Queen Elizabeth was warm, charismatic and shrewd, and she understood the importance of crafting an image of family and security for the monarchy, historian Piers Brendon says in “The Windsors.” When she became Queen, “she became the strength behind the throne, helping transform [George VI] from a stammering, insecure second son into a loved and respected monarch,” the New York Times wrote in its obituary of the Queen Mother, who died in 2002 at the age of 101.

A 1937 photo of Queen Elizabeth, who became the Queen Mother after her husband's death.

It was Elizabeth who sought help for George’s stutter and discovered Logue.

“My grandfather realized that confidence is key,” Logue’s grandson Mark says. “They went through speeches together, replacing certain words until he felt confident. And in the run-up to the coronation, my grandfather made frequent trips to Buckingham Palace to help the king prepare for reciting the oath.”

On that day in May 1937, George stated the oath flawlessly.

He didn’t retreat during war

George attended naval training school and served during World War I; he was known as someone who would help defend the British naval forces and make the crew a cup of cocoa.

An undated photograph of King George VI.

But it was during the second World War that George’s sense of solidarity was on full display. The King and Queen were under pressure to leave London for their own safety, but they refused – even after Buckingham Palace was bombed.

“The children will not leave unless I do. I shall not leave unless their father does, and the King will not leave the country in any circumstances, whatsoever,” the Queen said at the time.

He made history while eating hot dogs

In 1939, King George VI became the first reigning British monarch to set foot on American soil. His brother, Edward, had previously visited the US as a prince and had become a popular figure.

The purpose of George VI’s visit was to solidify an alliance in the shadow of an approaching world war, but it also was a chance for George to prove to himself that he was just as charming as his older brother, experts say.

President Franklin D. Roosevelt and King George VI during the King's 1939 visit to the United States.

The American tour was a success. President Franklin Roosevelt and first lady Eleanor Roosevelt found the King and Queen to be warm and down-to-earth — certainly not too aristocratic to enjoy a few hot dogs at Roosevelt’s home in Hyde Park, New York. The King even asked for seconds.

He had an early death

King George VI was a heavy smoker, and the stress of the war took a toll on his health. He developed lung cancer, and in 1952 died in his sleep from a coronary thrombosis. He was 56.
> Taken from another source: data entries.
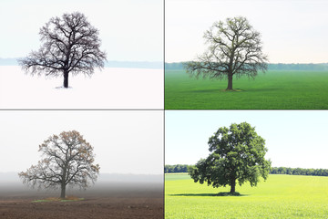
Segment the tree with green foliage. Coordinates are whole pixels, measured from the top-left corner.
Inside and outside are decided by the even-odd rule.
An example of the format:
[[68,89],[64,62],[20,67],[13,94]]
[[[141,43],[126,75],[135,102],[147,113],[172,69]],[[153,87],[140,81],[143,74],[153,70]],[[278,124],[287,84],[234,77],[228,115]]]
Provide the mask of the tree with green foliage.
[[235,193],[236,182],[240,185],[250,182],[256,186],[261,176],[267,179],[271,161],[265,160],[268,149],[265,141],[247,122],[221,127],[209,140],[210,154],[189,168],[189,174],[195,182],[220,186],[231,186]]
[[228,78],[227,90],[232,90],[233,76],[254,78],[259,70],[267,69],[268,59],[261,52],[260,36],[246,17],[215,22],[204,34],[208,50],[196,61],[185,63],[187,73],[196,78],[200,75],[204,78]]

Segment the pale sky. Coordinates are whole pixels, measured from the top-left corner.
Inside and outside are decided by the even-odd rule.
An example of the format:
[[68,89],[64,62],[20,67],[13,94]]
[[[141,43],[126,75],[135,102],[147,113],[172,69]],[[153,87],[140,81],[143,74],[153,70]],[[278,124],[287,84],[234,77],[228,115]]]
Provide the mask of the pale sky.
[[162,0],[1,0],[0,57],[37,50],[39,29],[75,11],[99,30],[108,60],[163,61]]
[[163,173],[159,110],[0,110],[0,172],[26,171],[45,140],[76,130],[94,147],[100,173]]
[[215,21],[245,16],[261,34],[271,63],[328,62],[326,0],[166,0],[165,61],[202,54]]
[[327,110],[166,110],[165,163],[195,164],[220,127],[243,121],[265,140],[272,166],[328,169]]

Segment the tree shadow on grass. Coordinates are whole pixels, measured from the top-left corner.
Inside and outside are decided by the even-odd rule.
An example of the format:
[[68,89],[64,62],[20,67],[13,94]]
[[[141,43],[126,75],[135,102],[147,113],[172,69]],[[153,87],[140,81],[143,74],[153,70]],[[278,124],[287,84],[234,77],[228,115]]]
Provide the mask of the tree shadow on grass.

Princess Elizabeth (future Queen Elizabeth II); Philip Mountbatten (also the Duke of Edinburgh); Queen Elizabeth (future Queen Mother), King George VI and Princess Margaret pose in 1947.

Upon news of his death, US President Harry Truman said King George VI had “shared to the end of his reign all the hardships and austerities which evil days imposed on the brave British people. In return, he received from the people of the whole Commonwealth a love and devotion which went beyond the usual relationship of a King and his subjects.”